Una de las historias más recurrentes en mis reuniones familiares trata sobre los padres de mi madre. Su noviazgo transcurrió en la ciudad de Barcelona en una época marcada por la guerra, el dolor y la valentía de quienes lucharon en los campos de batalla. Sus padres, jóvenes entonces, habían vivido uno de los capítulos más oscuros de la historia de España: la Guerra Civil.
En los días de la contienda, su padre, un hombre que el destino había empujado al frente en la famosa Batalla del Ebro, desapareció sin dejar rastro durante meses. Su novia, la madre de mi madre, envuelta en una tormenta de angustia y temor, decidió emprender una búsqueda que muchos considerarían infructuosa, pero que para ella era una cuestión de vida o muerte. Sabía que los hombres del bando republicano desaparecían como sombras en la neblina del conflicto, pero la obstinación de la juventud la empujaba a desafiar lo inevitable.

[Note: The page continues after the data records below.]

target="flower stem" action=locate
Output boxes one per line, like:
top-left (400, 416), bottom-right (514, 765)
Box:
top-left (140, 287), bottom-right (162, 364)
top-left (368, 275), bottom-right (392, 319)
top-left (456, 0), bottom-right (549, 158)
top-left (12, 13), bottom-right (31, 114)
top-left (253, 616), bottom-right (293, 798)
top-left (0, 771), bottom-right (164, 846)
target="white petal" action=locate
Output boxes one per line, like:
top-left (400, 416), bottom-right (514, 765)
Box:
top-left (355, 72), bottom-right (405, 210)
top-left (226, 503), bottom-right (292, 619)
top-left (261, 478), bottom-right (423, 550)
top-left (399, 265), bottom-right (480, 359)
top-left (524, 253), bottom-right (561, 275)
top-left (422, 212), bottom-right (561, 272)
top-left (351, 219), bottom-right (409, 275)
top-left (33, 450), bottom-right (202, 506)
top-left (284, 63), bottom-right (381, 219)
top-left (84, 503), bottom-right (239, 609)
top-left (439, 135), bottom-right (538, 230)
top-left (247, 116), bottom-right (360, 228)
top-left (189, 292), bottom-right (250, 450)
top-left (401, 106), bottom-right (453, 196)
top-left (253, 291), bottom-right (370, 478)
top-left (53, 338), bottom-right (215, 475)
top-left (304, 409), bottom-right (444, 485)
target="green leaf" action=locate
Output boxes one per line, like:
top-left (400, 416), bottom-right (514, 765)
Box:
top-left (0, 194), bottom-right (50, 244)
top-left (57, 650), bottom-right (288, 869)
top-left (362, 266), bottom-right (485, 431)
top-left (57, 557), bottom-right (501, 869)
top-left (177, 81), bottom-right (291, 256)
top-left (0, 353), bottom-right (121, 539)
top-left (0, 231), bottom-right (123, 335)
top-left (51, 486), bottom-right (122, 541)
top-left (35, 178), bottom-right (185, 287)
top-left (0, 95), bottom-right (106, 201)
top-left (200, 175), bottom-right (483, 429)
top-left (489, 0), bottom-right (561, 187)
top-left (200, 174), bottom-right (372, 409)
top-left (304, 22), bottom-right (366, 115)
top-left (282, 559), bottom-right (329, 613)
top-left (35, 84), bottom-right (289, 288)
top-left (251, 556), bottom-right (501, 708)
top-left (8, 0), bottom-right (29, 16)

Cada día, se dirigía a las oficinas de la capitanía militar, pidiendo información sobre su amado. Nadie le hacía caso. No era más que una joven en medio de una nación rota. Hasta que un día, harta de negativas, decidió plantarse allí, en la entrada. “No me iré hasta que me digan qué ha sido de él”.
El destino quiso que ese mismo día pasara un oficial de alto rango. No se sabe si era capitán u otro cargo de mayor rango. Se detuvo al verla, intrigado por la joven y preguntó. “¿Qué hace usted aquí y por qué nadie la ha echado” preguntó con un tono de severidad matizada por la curiosidad. “Busco a mi novio”, respondió ella sin temblar. “Está desaparecido, y nadie me dice dónde está. De aquí no me muevo hasta que no aparezca”.
El oficial, sorprendido por la temeridad de aquella joven, sonrió con una mezcla de admiración y condescendencia. “Si hubiéramos tenido más soldados con los cojones que tiene esta chica, hubiéramos ganado la guerra mucho antes”.
Le pidió los datos. “Si está vivo, yo lo traeré”, le prometió. Y así fue. Al cabo de unos días, su padre regresó a casa. Pero no era el hombre que había partido meses antes. Era una sombra de sí mismo, un esqueleto cubierto de sarna y plagado de piojos de haber pasado el tiempo en un campo de concentración. Con el tiempo y con los cuidados de su valerosa amada, fue recuperando su humanidad, aunque las heridas invisibles de la guerra jamás terminarían de sanar del todo.

Aquel hombre, que en sus últimos días nunca revelaría los horrores que había vivido, había sido capturado en la famosa Batalla del Ebro. Dijo que era sanitario, tal vez para evitar la muerte, aunque no su captura. En aquel tiempo, muchos ocultaban su verdadera participación en la guerra, temerosos de las represalias, del juicio implacable de un país roto. Ana, como así se llama mi madre, nos suele relatar esta historia que lleva como una joya preciada en su memoria. Ella sabe que es más que una anécdota familiar. Es el testamento de una generación que había sobrevivido a los escombros de la guerra, donde el coraje de las personas, como su madre, había logrado desafiar las reglas inhumanas del conflicto.